Eric lives in Ann Arbor with his husband and two dogs. During his free time he enjoys baking, gardening and staying active. He also loves to travel and to explore nature.
Ola became a YMOW client care associate on January 2, 2018. She has a passion for the Ypsilanti community and first learned about the organization through volunteering. When the opportunity to join the YMOW staff arose, Ola applied to become a driver.
“I learn something new every day, either from youth volunteers or from the seniors on my route,” she said.
She said being a driver for Ypsilanti Meals on Wheels is about more than delivering a meal.
“When there is extra time during my route I share stories with my clients and they tell me exciting memories in their lives. It’s rewarding to see them smile,” she said.
Outside of her role at YMOW, Ola enjoys reading, traveling and painting.
Retirement proved to be a little bit too relaxing for David Jordan. That’s when he came to YMOW.
David started as a volunteer in November 2015. When the need for a care associate arose a few months later, he jumped at the opportunity.
“I just like the idea of helping somebody,” David said.
His own experience with Meals on Wheels goes back to his parents, who relied on the organization’s services to make their lives easier. David said he likes knowing that his work is doing the same for someone else’s loved one.
A resident of Ypsilanti, Dave has been married to wife Carol for 27 years. He has three children, five grandchildren and two dogs.
“I knew it made a difference in peoples’ nutrition. What I have come to realize is the importance of the human interaction that Meals on Wheels provides”
Randi became a client care associate with Ypsilanti Meals on Wheels in 2015.
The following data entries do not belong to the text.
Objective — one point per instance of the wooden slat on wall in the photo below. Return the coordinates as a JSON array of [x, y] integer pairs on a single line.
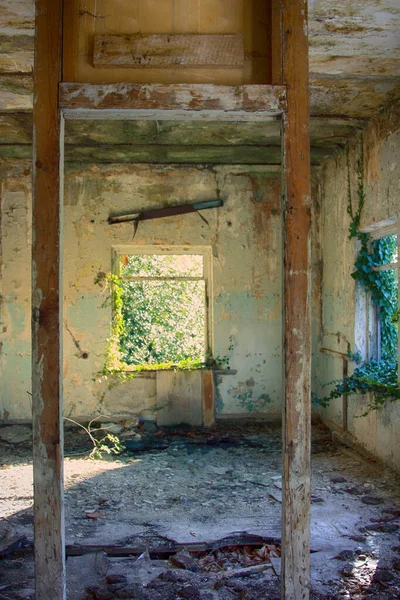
[[46, 343], [262, 99], [87, 18], [297, 286], [168, 51]]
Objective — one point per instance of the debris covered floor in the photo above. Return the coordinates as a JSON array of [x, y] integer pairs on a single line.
[[182, 487]]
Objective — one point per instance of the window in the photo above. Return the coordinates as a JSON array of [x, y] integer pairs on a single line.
[[162, 307], [377, 312]]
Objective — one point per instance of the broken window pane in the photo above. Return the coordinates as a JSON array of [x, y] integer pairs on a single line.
[[163, 309]]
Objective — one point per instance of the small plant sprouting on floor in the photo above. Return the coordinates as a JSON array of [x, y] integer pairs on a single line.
[[108, 444]]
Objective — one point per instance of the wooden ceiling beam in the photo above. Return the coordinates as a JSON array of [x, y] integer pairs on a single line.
[[296, 487], [50, 579]]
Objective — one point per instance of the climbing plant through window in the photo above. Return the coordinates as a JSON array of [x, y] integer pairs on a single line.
[[377, 272], [161, 308]]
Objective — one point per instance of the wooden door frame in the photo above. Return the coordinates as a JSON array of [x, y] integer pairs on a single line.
[[256, 102]]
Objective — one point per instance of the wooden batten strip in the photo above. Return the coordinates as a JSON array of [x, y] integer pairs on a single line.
[[164, 51], [50, 580], [297, 302]]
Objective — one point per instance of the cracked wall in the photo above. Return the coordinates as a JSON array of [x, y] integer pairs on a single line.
[[339, 330], [244, 236]]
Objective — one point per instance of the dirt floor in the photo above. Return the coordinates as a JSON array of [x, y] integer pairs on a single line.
[[196, 515]]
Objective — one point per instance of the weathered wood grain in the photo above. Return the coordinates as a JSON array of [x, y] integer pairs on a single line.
[[168, 51], [16, 92], [16, 53], [297, 307], [191, 98], [46, 342], [154, 154]]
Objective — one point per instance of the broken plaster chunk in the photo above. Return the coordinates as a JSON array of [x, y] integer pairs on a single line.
[[113, 428]]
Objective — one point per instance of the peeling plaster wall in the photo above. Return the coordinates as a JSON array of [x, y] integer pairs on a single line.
[[245, 241], [245, 237], [338, 330]]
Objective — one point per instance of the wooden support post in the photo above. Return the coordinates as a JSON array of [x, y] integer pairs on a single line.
[[297, 330], [46, 336]]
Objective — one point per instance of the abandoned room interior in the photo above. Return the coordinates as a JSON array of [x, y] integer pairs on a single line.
[[199, 219]]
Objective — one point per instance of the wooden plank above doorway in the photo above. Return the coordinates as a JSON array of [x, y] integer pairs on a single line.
[[166, 51], [266, 100]]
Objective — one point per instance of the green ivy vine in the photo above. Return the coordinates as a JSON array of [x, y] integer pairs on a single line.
[[379, 379]]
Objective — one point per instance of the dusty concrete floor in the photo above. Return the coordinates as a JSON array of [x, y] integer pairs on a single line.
[[187, 487]]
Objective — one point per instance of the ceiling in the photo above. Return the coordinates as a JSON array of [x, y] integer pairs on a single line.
[[354, 62]]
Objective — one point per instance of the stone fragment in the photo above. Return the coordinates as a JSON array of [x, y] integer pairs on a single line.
[[116, 578], [189, 592], [174, 576], [149, 427], [15, 434], [183, 560], [133, 590], [383, 527], [347, 570], [114, 428], [96, 592], [396, 564], [345, 555], [383, 575], [371, 500]]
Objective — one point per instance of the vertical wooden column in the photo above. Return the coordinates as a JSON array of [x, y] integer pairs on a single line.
[[297, 285], [46, 335]]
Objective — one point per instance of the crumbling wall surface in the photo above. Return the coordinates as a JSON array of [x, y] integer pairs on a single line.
[[342, 327], [15, 298], [245, 241]]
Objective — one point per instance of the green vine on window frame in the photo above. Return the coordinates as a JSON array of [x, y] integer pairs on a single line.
[[379, 378]]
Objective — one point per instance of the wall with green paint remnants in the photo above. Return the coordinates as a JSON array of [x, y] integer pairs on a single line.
[[245, 239], [341, 324]]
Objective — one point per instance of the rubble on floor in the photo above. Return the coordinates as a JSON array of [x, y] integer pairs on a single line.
[[196, 514]]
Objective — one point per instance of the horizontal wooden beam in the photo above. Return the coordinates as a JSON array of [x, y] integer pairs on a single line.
[[164, 154], [166, 51], [264, 100]]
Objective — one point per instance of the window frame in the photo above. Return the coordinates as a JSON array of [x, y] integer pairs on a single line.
[[205, 251], [369, 345]]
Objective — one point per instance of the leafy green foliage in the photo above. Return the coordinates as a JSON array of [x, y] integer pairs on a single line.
[[383, 286], [378, 378], [107, 444], [158, 308]]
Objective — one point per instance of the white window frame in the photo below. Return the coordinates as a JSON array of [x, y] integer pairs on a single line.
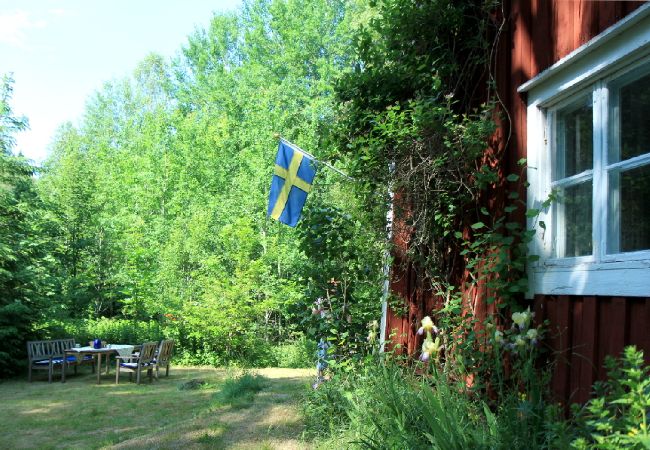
[[618, 50]]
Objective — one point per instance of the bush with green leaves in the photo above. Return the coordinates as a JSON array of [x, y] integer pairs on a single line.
[[239, 391], [389, 406], [619, 414]]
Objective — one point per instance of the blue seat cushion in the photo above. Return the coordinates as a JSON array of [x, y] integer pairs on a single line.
[[45, 362], [71, 359], [133, 366]]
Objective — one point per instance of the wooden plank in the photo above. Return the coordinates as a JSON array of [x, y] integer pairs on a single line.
[[612, 329], [604, 331], [563, 28], [559, 311], [575, 391], [588, 343], [639, 327]]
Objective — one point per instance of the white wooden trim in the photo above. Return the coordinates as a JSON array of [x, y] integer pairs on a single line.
[[604, 279], [595, 44], [616, 52]]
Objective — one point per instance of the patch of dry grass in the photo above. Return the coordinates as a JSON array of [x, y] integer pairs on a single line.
[[81, 414]]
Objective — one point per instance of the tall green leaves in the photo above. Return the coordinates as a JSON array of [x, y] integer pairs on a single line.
[[160, 194], [410, 118], [25, 265]]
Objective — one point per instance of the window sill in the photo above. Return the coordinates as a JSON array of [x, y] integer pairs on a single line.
[[616, 278]]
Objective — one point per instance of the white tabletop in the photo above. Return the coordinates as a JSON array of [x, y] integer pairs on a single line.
[[121, 349]]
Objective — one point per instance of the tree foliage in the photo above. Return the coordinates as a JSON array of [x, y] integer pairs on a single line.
[[157, 199]]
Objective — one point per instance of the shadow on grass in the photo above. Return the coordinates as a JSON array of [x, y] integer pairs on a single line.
[[82, 414]]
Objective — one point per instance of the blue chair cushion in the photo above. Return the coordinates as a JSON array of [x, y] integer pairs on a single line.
[[45, 362], [133, 366], [71, 359]]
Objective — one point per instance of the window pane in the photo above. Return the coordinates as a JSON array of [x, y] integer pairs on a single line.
[[574, 141], [629, 200], [574, 215], [634, 119]]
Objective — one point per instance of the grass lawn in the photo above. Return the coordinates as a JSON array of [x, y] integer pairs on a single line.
[[81, 414]]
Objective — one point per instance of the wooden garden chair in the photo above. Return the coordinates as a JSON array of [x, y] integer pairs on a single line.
[[164, 356], [133, 363]]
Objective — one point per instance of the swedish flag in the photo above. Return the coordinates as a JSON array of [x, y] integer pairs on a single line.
[[292, 178]]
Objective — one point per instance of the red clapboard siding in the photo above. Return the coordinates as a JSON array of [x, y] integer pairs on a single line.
[[583, 330]]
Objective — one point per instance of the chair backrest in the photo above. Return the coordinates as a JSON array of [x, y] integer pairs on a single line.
[[148, 352], [44, 349], [165, 352]]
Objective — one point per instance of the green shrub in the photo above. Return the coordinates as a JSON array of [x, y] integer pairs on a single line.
[[239, 391], [124, 331], [618, 416], [296, 354]]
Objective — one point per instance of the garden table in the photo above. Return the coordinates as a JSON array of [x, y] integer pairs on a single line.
[[120, 349]]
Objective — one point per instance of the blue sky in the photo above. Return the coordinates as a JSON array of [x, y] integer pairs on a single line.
[[61, 51]]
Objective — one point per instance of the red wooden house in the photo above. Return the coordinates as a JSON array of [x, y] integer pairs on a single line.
[[575, 78]]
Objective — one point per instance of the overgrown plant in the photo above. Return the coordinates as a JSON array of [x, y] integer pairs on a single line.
[[619, 414]]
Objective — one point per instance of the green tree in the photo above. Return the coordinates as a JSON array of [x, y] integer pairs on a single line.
[[25, 262]]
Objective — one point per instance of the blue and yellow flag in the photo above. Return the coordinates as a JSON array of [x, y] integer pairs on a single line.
[[292, 179]]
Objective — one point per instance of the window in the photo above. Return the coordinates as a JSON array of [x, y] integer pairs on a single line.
[[589, 149]]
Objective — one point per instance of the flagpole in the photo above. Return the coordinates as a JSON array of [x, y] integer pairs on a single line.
[[294, 146]]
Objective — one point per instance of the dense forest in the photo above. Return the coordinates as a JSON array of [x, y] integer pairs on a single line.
[[148, 219]]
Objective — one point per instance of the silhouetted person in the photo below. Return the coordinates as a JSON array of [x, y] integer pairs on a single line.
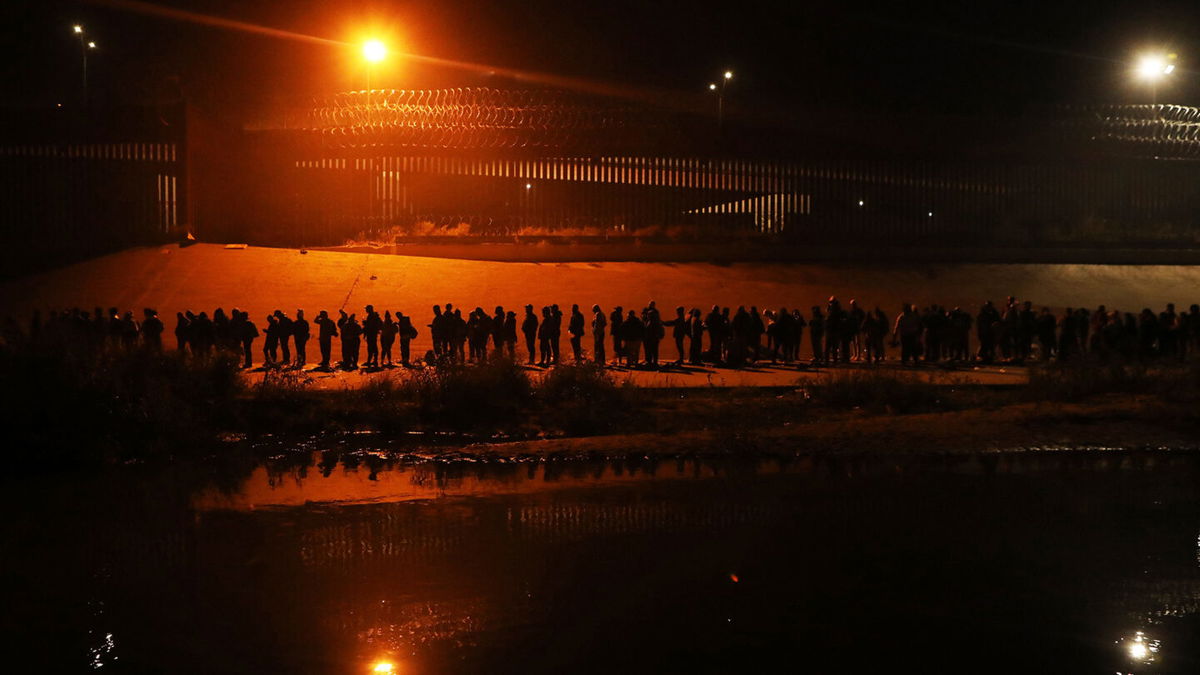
[[325, 333], [987, 326], [300, 334], [1168, 332], [678, 332], [457, 334], [498, 330], [544, 353], [371, 327], [352, 341], [556, 332], [438, 333], [529, 329], [271, 342], [509, 334], [286, 333], [653, 333], [575, 328], [618, 336], [695, 336], [130, 330], [715, 326], [387, 339], [221, 329], [151, 329], [599, 323], [181, 332], [909, 329], [406, 332], [342, 320], [1047, 328], [202, 334], [634, 332]]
“I enjoy every aspect of my job - delivering food, sharing a few moments with the clients, their kids, pets and getting to know the volunteers and interns,” she said.
Randi enjoys delivering meals to clients because it gives her the opportunity to ensure they are safe in their homes.
“Every meal I deliver comes with a greeting, a smile, a look into the eyes. It lets each client know someone is there, that someone sees them and is concerned about their well-being,” she said.
Randi said working with YMOW has provided her with a deeper humility, patience, sincerity, compassion and an overall interest in others, especially seniors. In addition to her passion for her work, Randi enjoys walking her dogs, listening to music, gardening and spending time with friends.
After Jerome’s mother passed away, he wanted to do something to thank the hospice workers who cared for her in her final days.
“I asked what I could do, and they said, ‘go volunteer somewhere’,” Jerome said.
He was working at First Baptist Church at the time and knew of the work of YMOW. In 2007 he became a volunteer and three months later, he joined the staff as a Client Care Associate.
Jerome said he likes knowing that he is helping people get the food they need. He said seeing the clients on his route makes his day, and he knows that the smallest gesture, whether it’s a friendly greeting or an offer to mow the grass, can do the same for the people he serves.
“I just like to make them smile,” he said.